The blow, when it came, was as unexpected to him as it must have been to her. It was like a man swiping at a mosquito, before he stops to think. She staggered back, turned as she fell, and toppled sideward onto the bench that sat before her dressing table, the lower part of her body trailing the floor.

They looked at each other, stunned.

His heart, wrung, wanted to cry out “Oh, darling, did I hurt you?” but his stubborn lips would not relay the plea.
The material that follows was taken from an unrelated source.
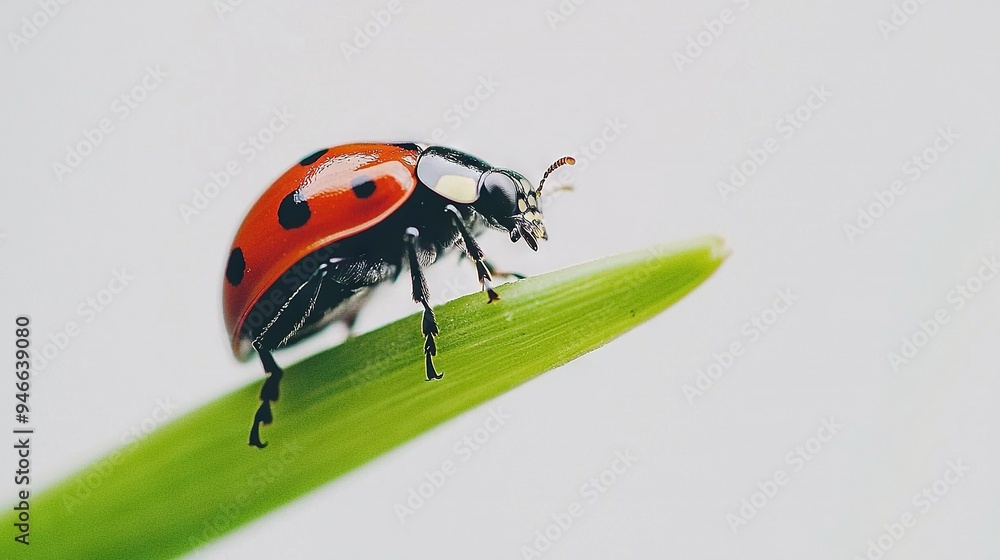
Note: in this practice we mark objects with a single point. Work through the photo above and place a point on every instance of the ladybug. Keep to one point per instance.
(346, 219)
The room seemed deathly still, after the clamorous discord that had just filled it. She had become noticeably subdued. Her only reproach was characteristic. It was, rather, a grudging backhand compliment. As she picked herself stiffly up, she mouthed sullenly: “It’s a wonder you were man enough to do that much. I didn’t think you had it in you.”

She came toward the door again, but this time with all antagonism drained from her.

He eyed her under narrowed, warning lids.

“Let me get to the bathroom,” she said with sulky docility. “I need to put cold water on my face.”

When he came up again later from below, she had dragged her bed things out of their room and into the spare bedroom at the back of the hall up there.